20 rodzin domaga się zadośćuczynień za zapadnięte groby bliskich. Presez SRK J. Smoliło zadeklarował, że do końca miesiąca z każdą z rodzin będą prowadzone rozmowy. Dodał, że ewentualna odbudowa nagrobków nie będzie możliwa wcześniej niż za rok. Rozważana jest też wypłata odszkodowań.

Gmina pozostaje z problemem

Jarosław Okoczuk, burmistrz Trzebini, po wczorajszym spotkaniu sztabu kryzysowego wojewody mówi, że otrzymał dużą dawkę wiedzy dotyczącej sytuacji zapadliskowej.

- Zakasałem rękawy i nie wiem, co mam czynić. Naszym największym wrogiem jest czas! - powiedział dzisiaj na posiedzeniu komisji sejmowej.

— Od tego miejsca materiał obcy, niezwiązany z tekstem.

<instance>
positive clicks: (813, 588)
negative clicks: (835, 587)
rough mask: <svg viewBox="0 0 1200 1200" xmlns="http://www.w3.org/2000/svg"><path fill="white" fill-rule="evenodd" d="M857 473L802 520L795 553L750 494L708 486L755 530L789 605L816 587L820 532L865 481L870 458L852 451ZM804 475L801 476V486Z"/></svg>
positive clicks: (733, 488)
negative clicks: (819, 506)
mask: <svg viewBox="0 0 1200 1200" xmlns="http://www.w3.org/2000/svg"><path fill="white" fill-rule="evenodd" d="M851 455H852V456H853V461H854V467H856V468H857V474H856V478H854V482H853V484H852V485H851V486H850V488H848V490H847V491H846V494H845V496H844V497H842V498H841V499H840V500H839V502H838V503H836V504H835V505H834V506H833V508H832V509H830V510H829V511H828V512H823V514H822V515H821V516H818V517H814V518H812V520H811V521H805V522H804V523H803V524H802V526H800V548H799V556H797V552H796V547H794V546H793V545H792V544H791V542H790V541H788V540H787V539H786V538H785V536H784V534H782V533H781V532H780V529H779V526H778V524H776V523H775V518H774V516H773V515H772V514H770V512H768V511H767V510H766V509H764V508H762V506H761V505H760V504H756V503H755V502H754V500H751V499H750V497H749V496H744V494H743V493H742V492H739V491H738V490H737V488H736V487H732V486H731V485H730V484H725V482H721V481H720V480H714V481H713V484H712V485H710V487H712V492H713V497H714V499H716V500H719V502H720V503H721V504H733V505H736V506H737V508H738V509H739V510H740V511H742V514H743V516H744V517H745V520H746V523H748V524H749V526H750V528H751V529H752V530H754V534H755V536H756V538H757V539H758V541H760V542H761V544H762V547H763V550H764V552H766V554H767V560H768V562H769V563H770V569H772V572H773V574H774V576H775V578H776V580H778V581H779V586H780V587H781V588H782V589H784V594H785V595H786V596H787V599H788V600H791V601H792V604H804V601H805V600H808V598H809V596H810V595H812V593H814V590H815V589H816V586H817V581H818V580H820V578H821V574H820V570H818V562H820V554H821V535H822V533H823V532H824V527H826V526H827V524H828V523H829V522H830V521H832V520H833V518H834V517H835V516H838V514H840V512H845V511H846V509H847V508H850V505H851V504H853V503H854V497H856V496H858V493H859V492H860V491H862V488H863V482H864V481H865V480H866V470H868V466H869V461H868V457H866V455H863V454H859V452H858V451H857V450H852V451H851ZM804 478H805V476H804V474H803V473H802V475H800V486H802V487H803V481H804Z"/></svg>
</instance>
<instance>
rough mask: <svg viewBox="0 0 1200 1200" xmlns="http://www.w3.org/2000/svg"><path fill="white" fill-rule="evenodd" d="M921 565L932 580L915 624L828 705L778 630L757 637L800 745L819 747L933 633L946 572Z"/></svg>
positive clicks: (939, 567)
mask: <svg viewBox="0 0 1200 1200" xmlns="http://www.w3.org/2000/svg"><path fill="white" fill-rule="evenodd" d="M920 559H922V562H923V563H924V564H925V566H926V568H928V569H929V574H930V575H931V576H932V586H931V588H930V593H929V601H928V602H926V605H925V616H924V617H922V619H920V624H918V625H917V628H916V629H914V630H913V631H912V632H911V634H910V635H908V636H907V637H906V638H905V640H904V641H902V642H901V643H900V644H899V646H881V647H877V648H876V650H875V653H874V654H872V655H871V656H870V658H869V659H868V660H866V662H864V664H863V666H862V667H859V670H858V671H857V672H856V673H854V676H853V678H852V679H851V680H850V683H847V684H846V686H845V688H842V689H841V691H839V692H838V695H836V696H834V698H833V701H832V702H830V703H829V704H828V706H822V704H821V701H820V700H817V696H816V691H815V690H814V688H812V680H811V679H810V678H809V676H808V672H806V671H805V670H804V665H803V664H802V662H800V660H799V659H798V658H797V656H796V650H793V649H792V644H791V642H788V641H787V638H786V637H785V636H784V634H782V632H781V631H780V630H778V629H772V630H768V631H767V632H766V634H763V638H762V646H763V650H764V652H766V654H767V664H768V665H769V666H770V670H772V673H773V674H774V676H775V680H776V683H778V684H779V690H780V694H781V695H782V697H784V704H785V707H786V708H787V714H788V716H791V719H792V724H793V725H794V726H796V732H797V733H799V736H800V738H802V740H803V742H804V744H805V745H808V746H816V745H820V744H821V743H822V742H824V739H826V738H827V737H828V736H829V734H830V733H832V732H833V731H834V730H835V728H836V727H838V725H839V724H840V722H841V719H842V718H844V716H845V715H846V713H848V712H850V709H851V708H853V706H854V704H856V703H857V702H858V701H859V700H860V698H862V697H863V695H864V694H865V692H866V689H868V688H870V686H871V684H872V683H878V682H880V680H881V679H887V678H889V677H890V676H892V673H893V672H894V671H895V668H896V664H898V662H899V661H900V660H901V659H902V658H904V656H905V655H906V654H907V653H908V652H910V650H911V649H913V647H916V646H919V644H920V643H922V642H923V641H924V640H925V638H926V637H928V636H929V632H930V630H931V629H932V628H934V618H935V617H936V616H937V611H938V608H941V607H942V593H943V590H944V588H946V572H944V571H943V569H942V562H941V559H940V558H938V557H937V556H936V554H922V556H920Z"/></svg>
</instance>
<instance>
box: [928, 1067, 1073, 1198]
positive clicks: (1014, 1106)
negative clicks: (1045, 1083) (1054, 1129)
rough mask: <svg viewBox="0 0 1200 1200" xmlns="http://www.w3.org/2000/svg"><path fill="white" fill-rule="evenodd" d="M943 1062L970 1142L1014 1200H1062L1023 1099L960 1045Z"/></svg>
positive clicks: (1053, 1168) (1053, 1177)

Burmistrz już wie, że także niektóre tereny zamieszkałe nie są do końca bezpieczne. Do tej pory zapewniał mieszkańców obu osiedli o ich bezpieczeństwie za pośrednictwem swoich mediów. Okoczuk zdaje też sobie  sprawę, że trzeba będzie ograniczyć możliwość użytkownia wielu obszarów w rejonie zagrożeń. Oczekuje jednak wniosków od SRK i sprecyzowania, o które tereny dokładnie chodzi. Zmiany w planach zagospodarowania i studium uwarunkowań są kosztowne. Jeszcze większe konsekwencje finansowe rodzić mogą odszkodowania dla właścicieli nieruchomości, których możliwości korzystania z własności się pozbawi lub znacznie ją ograniczy.

Przedstawiciele Spółki Restrukturyzacji Kopalń niczego jednak w tej kwestii nie zadeklarowali. Nie narzekali też na brak pieniędzy na prace w Trzebini.

Tadeusz Arkit, radny wojewódzki, obecny dziś na komisji w Warszawie, mówił o konieczności stworzenia specjalnego, rządowego programu rewitalizacyjnego dla Trzebini. Przypominał, że w Lanckoronie to się udało.

- Nie ma się co oszukiwać. To jest natura, prawa geofizyki. Oby udało się wyjść z tego olbrzymiego kryzysu.

Temat ma powrócić pod obrady komisji aktywów państwowych za miesiąc.